Microbes May Live in Antarctic Lake


BY PAUL RECER
AP Science Write
r

SAN FRANCISCO (AP)--Buried under thousands of feet of ice in the Antarctic are a series of fresh water lakes unexposed to the open air for millions of years but possibly holding a thriving community of microbes, scientists say.

Researchers probing beneath the permanent ice shield around the South Pole have located at least 76 lakes, including one that is about 5,400 square miles, comparable to Lake Ontario.

Lake Vostok, the largest of the polar lakes, lies beneath more than two miles of ice and is thought to have a liquid pool with a depth of about 3,000 feet, said John C. Priscu of Montana State University.

In a report Saturday to the national meeting of the American Association for the Advancement of Science, Priscu said the thick blanket of ice has sealed the lake's waters from the open air for perhaps 20 million years.

``This is one of the last unexplored frontiers of our planet,'' he said.

Water remains liquid in Lake Vostok because the thick ice blanket on its surface insulates against the 60-degree below zero air temperature of the polar region and traps heat that flows up from the Earth. The heat is enough to keep the lake waters from freezing.

Priscu said the lake's waters are thought to contain an exotic community of microbes that reached the lake through a 500,000-year process that slowly carries ice from the surface to the waters below.

Ice samples extracted from drill holes punched more than two miles through the frozen shield atop the lake contain microbes that are able to survive in a dormant, frozen state for thousands of years. The same type of one-cell animals are thought to live in the lake, Priscu said.

A project now in the planning stage will enable scientists to drill all the way to the Lake Vostok waters and take samples. Plans call for the use of a sterile drilling technique that will prevent contaminating the lake with bacteria introduced from the surface.
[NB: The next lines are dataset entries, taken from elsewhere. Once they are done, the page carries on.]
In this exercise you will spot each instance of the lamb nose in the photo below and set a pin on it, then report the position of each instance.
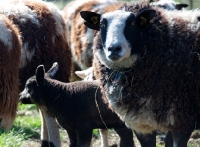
(115, 49)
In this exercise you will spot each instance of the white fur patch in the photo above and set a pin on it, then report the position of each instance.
(58, 17)
(125, 63)
(6, 36)
(26, 55)
(167, 4)
(88, 37)
(115, 33)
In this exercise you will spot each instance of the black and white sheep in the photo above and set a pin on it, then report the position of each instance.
(169, 5)
(77, 106)
(44, 38)
(148, 62)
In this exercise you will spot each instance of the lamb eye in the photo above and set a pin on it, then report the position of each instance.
(102, 25)
(28, 89)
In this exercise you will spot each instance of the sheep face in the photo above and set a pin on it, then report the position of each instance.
(34, 88)
(119, 32)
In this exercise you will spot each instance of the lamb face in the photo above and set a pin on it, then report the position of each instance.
(119, 31)
(30, 94)
(34, 88)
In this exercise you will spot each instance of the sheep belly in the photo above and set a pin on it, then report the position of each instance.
(142, 120)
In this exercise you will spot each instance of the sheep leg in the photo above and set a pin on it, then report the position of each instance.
(84, 137)
(147, 140)
(169, 140)
(104, 137)
(44, 131)
(126, 137)
(180, 139)
(53, 131)
(72, 138)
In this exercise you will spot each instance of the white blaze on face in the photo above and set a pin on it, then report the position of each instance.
(116, 22)
(5, 36)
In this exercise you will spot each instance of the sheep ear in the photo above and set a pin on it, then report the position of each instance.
(92, 19)
(40, 74)
(143, 18)
(180, 6)
(53, 70)
(80, 74)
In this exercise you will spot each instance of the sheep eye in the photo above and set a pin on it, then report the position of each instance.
(102, 25)
(28, 89)
(164, 7)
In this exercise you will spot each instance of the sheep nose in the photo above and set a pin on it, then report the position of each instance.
(114, 49)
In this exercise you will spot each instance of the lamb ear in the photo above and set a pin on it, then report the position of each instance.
(53, 70)
(180, 6)
(143, 18)
(40, 74)
(80, 74)
(92, 19)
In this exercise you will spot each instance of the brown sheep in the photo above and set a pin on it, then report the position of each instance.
(10, 53)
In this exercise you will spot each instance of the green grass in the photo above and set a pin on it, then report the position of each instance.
(25, 127)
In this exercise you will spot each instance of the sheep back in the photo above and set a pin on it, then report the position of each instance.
(43, 35)
(10, 44)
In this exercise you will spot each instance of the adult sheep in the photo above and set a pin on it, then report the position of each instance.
(80, 38)
(74, 106)
(44, 37)
(10, 53)
(148, 61)
(169, 5)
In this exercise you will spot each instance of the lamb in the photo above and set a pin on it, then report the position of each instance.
(10, 54)
(78, 102)
(148, 62)
(44, 37)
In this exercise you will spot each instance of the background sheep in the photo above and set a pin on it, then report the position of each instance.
(74, 106)
(44, 38)
(156, 48)
(10, 52)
This will keep pristine the water and microbial specimens that would be sucked up from the ancient lake, Priscu said.

Probing Lake Vostok may help in the future search for life in outer space. Priscu said the lake may resemble subsurface lakes thought to exist on Mars and on Europa, a moon of Jupiter.

The National Aeronautics and Space Administration's long-range plans call for sampling hidden pools of Martian water, if they exist, and to probe beneath the frozen surface of Europa. Both are thought to be the most likely solar system locations for microbial life beyond the Earth.

Techniques learned from drilling into the waters of Lake Vostok one day could be applied to those space missions, said Priscu.